Admiring museum-quality pizza at MoMA.

Extra olives with a light dusting of acetone, please: Gabriel Orozco’s pizza crust, part of Working Tables, 2000-2005. See the piece in context here. (Photo courtesy of MoMA.)

If there is something that absolutely inspires the art nerd in me, it’s the totally whacked out materials used by some artists. Blood. PeaRoeFoam. A stuffed angora goat. Which is why I was quite excited to find a pizza crust in the Gabriel Orozco retrospective when I visited MoMA last week. The above crust, part of the piece Working Tables, resides in the museum’s stately permanent collection. (It is very important crust.) Which got me wondering: what exactly does a museum do with crust? Is it Orozco’s original crust? Or is it replaced regularly with fresh crust? And what about crust munchers like roaches and mice?

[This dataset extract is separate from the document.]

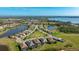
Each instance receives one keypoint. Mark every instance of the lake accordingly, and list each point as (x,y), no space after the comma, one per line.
(14,31)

For answers to these burning questions, we turned to MoMA’s associate sculpture conservator Roger Griffith, who has worked in the museum’s conservation lab for more than a decade. Griffith, it turns out, has some experience dealing with art objects made of food. Among them, Janine Antoni’s Gnaw , an installation that consists of 600 lbs. each of chocolate and lard that has been gnawed by the artist. (No doubt a joy to maintain). He was also the man in charge of caring for a small block of artist-made cheese fabricated from human breast milk at a temporary MoMA exhibit several years ago. (“My job was to make sure it didn’t mold,” says Griffith. “I would just take it out of the fridge, pat it down, salt it and put it back.”) He was kind enough to give us the lowdown on pizza à la Orozco:

  • The Crust is O.G.: This is Orozco’s original crust which has been with the museum since MoMA acquired it in 2005 from the Marian Goodman Gallery.
  • It’s Part Plastic: Part of the reason this crust (which is at least five years old) still looks good — and hasn’t been attacked by critters — is because it was treated by the museum’s staff upon  arrival. When MoMA acquired Working Tables, the crust was a normal, everyday crust. But once it entered the museum’s conservation lab, it was bathed in acetone (“to remove the fatty acids, the parts that cause degradation,” explains Griffith) and then soaked in a solution of acrylic known as B-72. The acetone dissolves the fat; the acrylic replaces it. To keep it looking natural (acrylic has a tendency to shine), the conservation department spritzed it with an acetone mist to eliminate unnatural sheen. Voilà! Plasticized pizza dough that looks totally real, yet barely ages. (Like some Upper East Side ladies I know…)
  • It’s Stored in Highly Secure Packaging: When the crust isn’t on display, it’s put away in marva-seal, which according to this website, is the same packaging that the U.S. military uses to wrap its MREs (or Meals Ready to Eat). Which strikes me as incredibly handy, because if all hells break loose, we can always drop Orozco’s crust somewhere over Afghanistan — solving all manner of foreign policy woes.


  1. SanSuzie

    I’ve got something in common with Roger- I worked on Janine Antoni’s Gnaw made out of lard. I think he got the better deal.